The Court (Kiefel CJ, Bell, Gageler, Keane, Nettle, Gordon and Edelman JJ) unanimously found that the constitutional imperative had not been engaged and, accordingly, answered the referred question by saying that there was a vacancy in the representation for the Australian Capital Territory in the Senate for the place for which KG was returned.

Court’s reasoning

A joint judgment of Kiefel CJ, Bell, Keane, Nettle and Gordon JJ (“Joint Judgment”) explained the constitutional imperative in the following way (at [23]-[36]):

  • In the context of s 44(i), the concern of the constitutional imperative was that an Australian citizen might forever be unable to participate in elections because a foreign law prevented that person from divesting himself or herself of the foreign citizenship which, if s 44(i) were to apply in its terms, would disqualify that person from nomination. Thus, s 44(i) was subject to an implicit qualification or exception which gave effect to the constitutional imperative in circumstances where it could be said that the purpose of s 44(i) was met. The qualification extended only so far as was necessary to give effect to the textual and structural features which supported it, and the qualification operated in its own terms.
  • Re Canavan indicated that two circumstances had to be present for s 44(i) to be read as subject to the qualification. The first, which arose from the terms of the constitutional imperative, was that a foreign law operated irremediably to prevent an Australian citizen from participation in representative government. The second was that that person had taken all steps reasonably required by the foreign law which were within his or her power to divest him or herself of the foreign nationality.
  • A foreign law would not “irremediably prevent” an Australian citizen from renouncing the foreign citizenship simply by requiring that particular steps be taken to achieve it. For a foreign law to meet this description, it had to present something of an insurmountable obstacle, such as a requirement with which compliance was not possible (for example, a requirement that the acts of renunciation take place in the territory of the foreign power where the person’s presence within that territory involved risk to the person). The operation of the foreign law and its effect were to be viewed objectively.
  • The “test” for the engagement of the constitutional imperative was not contained in the second circumstance that the person have taken all steps that were reasonably required by the foreign law which were within his or her power to renounce his or her foreign citizenship. Both of the circumstances referred to in Re Canavan had to be present for the qualification to apply. There needed to be a foreign law which operated to irremediably prevent an Australian citizen from participation in representative government and in every case it was necessary that all steps reasonably required which were able to be taken towards renunciation were taken under that same foreign law.
  • All reasonable steps had to be taken even though the foreign law would in any event operate to prevent renunciation being achieved because of the concerns of s 44(i) that so long as a person’s duty or allegiance remained under foreign law, there would be an impediment to unqualified allegiance to Australia. It was not until it was manifest that a person had done all he or she could towards renunciation that the qualification should apply.
  • KG’s submissions in relation to s 44(i) were based upon a constitutional imperative which was different or wider in its operation than that referred to in Re Canavan. The constitutional imperative referred to in Re Canavan did not require that s 44(i) be read so that its effects were more generally ameliorated so as to ensure the ability of foreign citizens to nominate. What it required was much more limited – it was that an Australian citizen not be irremediably prevented by foreign law from participation in representative government.
  • The constitutional imperative, and the qualification which it informed and of which it formed part, was concerned with how foreign law operated with respect to a renunciation of the status of foreign citizen. A law regarding citizenship and its renunciation might operate by reference to requirements of individuals. It might give powers, including discretions, to and impose duties on officials, including with respect to decision-making.

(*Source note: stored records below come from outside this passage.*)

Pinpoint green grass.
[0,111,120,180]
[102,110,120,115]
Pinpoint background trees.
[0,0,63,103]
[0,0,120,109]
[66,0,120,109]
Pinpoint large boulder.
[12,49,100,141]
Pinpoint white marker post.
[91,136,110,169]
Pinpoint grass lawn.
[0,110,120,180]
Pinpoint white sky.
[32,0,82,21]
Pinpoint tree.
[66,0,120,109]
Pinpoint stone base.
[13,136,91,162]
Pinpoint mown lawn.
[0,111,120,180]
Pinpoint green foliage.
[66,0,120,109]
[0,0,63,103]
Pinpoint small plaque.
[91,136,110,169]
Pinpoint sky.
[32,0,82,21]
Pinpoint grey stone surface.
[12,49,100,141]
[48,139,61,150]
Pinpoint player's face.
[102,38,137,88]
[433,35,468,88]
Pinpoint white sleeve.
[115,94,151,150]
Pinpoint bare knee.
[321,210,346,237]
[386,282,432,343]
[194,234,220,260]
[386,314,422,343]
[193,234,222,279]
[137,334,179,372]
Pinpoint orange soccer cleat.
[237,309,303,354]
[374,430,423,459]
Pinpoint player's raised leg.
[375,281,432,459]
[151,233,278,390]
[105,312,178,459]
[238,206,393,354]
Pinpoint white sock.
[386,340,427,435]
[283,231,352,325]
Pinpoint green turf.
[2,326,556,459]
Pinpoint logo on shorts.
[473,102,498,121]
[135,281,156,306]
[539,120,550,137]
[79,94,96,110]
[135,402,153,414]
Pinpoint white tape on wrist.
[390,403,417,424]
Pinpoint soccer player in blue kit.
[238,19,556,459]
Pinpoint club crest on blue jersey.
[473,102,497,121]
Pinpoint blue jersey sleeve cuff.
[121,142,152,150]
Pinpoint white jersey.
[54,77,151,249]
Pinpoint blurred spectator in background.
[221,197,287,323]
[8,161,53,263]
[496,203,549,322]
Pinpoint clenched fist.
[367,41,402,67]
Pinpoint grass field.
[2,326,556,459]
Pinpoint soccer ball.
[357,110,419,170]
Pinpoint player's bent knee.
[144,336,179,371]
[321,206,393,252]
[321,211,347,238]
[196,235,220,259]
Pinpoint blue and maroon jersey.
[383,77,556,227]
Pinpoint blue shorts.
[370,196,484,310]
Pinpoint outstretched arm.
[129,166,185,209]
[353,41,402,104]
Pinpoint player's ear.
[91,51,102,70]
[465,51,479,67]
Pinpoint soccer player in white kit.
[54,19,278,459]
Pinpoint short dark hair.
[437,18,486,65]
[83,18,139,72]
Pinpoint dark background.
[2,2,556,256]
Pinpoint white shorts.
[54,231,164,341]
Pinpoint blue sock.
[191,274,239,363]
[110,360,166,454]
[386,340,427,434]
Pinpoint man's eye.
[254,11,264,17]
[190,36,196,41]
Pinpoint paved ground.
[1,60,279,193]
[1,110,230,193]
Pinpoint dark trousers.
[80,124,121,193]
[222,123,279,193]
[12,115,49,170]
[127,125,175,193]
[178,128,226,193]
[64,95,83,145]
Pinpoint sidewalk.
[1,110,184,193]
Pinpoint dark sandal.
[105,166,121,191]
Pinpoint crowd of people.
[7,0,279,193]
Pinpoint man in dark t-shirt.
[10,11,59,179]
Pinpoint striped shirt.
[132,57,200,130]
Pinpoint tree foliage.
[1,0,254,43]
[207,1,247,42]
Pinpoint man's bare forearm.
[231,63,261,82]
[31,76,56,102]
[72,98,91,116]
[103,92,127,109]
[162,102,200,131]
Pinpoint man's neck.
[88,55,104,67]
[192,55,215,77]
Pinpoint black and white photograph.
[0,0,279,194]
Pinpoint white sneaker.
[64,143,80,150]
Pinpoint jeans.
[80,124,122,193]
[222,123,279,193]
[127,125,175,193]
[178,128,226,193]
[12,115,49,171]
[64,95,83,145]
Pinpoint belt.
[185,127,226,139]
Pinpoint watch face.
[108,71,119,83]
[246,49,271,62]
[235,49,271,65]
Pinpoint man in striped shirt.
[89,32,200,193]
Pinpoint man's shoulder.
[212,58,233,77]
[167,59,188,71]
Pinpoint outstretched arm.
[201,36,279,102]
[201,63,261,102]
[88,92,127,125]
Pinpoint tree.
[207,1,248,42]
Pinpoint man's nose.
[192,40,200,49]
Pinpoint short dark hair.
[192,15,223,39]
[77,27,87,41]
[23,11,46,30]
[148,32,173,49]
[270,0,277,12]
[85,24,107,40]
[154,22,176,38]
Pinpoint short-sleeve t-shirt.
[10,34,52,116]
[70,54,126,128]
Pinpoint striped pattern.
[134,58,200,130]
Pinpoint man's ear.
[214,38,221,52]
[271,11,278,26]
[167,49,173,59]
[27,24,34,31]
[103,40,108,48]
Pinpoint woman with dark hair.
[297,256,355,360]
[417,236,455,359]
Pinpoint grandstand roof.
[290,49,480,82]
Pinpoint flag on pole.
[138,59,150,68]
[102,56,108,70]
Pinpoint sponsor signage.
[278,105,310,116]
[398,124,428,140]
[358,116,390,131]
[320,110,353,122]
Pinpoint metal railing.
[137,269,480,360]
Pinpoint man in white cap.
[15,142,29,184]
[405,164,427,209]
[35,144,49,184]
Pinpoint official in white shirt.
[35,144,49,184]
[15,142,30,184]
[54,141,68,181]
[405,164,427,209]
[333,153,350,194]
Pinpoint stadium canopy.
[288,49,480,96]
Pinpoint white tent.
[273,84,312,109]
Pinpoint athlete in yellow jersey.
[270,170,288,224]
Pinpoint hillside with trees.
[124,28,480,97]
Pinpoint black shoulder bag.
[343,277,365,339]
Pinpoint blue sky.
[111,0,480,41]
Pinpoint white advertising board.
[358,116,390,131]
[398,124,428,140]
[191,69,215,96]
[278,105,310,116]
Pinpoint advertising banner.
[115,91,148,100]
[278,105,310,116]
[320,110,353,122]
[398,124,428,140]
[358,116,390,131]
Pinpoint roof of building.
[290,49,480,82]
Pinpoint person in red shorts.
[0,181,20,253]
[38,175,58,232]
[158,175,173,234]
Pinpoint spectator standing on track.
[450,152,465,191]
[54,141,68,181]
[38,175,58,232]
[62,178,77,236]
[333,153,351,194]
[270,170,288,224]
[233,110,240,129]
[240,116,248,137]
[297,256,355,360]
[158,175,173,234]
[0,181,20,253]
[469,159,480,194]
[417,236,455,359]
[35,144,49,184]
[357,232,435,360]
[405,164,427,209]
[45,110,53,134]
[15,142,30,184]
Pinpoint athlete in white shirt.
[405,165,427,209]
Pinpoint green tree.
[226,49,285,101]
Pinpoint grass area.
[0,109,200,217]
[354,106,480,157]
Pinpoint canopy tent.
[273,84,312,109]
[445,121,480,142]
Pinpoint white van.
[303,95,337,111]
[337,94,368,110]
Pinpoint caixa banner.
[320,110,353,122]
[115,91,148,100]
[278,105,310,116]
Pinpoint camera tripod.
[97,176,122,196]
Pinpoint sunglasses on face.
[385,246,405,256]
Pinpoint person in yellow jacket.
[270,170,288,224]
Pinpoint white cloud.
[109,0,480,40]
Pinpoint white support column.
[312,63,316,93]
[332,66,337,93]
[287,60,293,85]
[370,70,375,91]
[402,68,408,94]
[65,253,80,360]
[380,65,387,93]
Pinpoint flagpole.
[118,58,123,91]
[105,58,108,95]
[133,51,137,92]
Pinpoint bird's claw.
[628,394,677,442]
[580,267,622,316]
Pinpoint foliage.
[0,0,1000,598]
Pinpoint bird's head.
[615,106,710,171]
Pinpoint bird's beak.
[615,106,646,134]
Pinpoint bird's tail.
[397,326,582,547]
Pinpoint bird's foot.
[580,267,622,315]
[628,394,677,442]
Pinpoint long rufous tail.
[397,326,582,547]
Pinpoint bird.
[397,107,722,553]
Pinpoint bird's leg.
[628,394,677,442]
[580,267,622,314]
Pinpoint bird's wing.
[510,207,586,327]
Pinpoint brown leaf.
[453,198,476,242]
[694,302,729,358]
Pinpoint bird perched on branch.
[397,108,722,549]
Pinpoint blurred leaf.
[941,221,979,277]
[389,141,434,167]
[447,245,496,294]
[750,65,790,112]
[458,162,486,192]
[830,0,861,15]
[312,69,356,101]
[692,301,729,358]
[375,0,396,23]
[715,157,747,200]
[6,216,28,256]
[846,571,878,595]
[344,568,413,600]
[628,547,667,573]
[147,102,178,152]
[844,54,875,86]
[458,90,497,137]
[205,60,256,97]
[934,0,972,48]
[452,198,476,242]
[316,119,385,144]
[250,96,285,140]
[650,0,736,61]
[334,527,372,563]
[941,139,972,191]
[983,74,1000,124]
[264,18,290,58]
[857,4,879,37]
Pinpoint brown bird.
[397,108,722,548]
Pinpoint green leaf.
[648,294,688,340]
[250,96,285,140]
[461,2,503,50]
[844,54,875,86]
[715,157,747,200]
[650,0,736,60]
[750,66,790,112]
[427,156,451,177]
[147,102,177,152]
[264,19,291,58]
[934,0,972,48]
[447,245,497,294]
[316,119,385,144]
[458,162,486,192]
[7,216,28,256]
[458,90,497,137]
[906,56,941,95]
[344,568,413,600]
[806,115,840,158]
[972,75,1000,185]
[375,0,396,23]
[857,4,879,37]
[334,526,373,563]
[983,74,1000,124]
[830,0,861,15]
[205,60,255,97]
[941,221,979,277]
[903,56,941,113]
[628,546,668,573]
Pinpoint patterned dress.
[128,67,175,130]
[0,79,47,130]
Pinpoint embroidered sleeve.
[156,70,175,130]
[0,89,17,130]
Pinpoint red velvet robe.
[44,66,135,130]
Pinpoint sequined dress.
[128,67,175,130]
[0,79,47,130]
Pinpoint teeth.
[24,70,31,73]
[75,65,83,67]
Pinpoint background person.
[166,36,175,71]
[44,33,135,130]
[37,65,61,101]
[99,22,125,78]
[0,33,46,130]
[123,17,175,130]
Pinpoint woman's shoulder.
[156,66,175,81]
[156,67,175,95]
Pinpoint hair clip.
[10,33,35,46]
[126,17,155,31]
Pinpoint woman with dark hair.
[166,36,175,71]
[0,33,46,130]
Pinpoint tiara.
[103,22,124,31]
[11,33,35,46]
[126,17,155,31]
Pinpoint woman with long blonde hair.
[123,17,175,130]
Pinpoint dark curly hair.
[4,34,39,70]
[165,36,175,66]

The Joint Judgment concluded that the constitutional imperative was not engaged in the case of KG for the following reasons (at [37]-[39]; see also [21]-[22]):

  • There was no aspect of the relevant British law which operated to irremediably prevent KG from nominating for an election. No requirement of the British law was onerous, the procedure for renunciation was simple and there was never any doubt that a decision to register the declaration of renunciation would be made – the only issue was as to the timing of the registration of the declaration.
  • There was no support in Re Canavan for KG’s submission that, because she had done all that was required of her by British law and which was within her power to do, everything that occurred thereafter under British law which prevented her nomination was to be regarded as an irremediable impediment. It was not sufficient for the qualification in s 44(i) to apply for a person to have made reasonable efforts to renounce the foreign citizenship.
  • British law did not operate to irremediably prevent a person from achieving renunciation of British citizenship merely because a decision might not be provided in time for a person’s nomination. The qualification to s 44(i) was not engaged by a foreign law which presented an obstacle to a particular individual being able to nominate for a particular election.

In their separate judgments, Gageler and Edelman JJ agreed with the reasons given in the Joint Judgment (at [41] and [69]) but gave further reasons for reaching the same conclusion as the Joint Judgment.

Posted in Brief notes

Court of Appeal confirms decision dismissing proceedings for failure to provide security for costs of an appeal

The New South Wales Court of Appeal (Leeming JA, White JA and Barrett AJA) in Pi v Zhou (No 4) [2018] NSWCA 87 has dismissed an application for an extension of time within which to review a decision of Payne JA dismissing proceedings for failure to comply with an order to provide security for costs of an appeal.

Payne JA had, pursuant to r 51.50(2A) of the Uniform Civil Procedure Rules 2005 (NSW), dismissed the applicant’s proceedings for an extension of time to appeal from a decision of a single judge of the Supreme Court by reason of the applicant’s failure to provide the security for costs which had been ordered. Payne JA had further held that, even assuming that r 51.50(2A) did not apply, the Court had inherent jurisdiction to dismiss the proceedings for failure to comply with an order to provide security for costs. [For a summary of Payne JA’s decision in Pi v Zhou (No 3) [2017] NSWCA 224, see K Ottesen, “Proceedings dismissed for failure to pay security for costs” 10 October 2017].

In dismissing the application for an extension of time within which to review Payne JA’s decision, the Court of Appeal made the following points (at [13]-[15]):

  • There was nothing supplied by the applicant which had come close to identifying any error by Payne JA in dismissing the appeal following a lengthy delay and the failure to provide the security which had been ordered and confirmed on review, and which could not be challenged before Payne JA.
  • Even if there were to be an extension of time, and reviewable error was to be found in Payne JA’s decision, the result would be that the original application for an extension of time to appeal from the orders which had been made in 2015 would continue to be stayed pending the provision of the security which had been ordered in 2016 by a single judge of appeal and confirmed in 2017 by three members of the Court of Appeal. There was nothing to suggest that the security would be provided, while in the meantime the costs incurred by the respondents would have increased.
  • The applicant still had no intention of providing the security ordered. He had not sought special leave to appeal from the orders of the three members of the Court of Appeal that he provide the security but instead had sought to re-ventilate an issue which had been decided against him. He had pointed to no material change of circumstances since security for costs was ordered and to no error on the part of Payne JA. No basis had been made out to interfere with the order for security for costs which had been made by the Court of Appeal in 2017.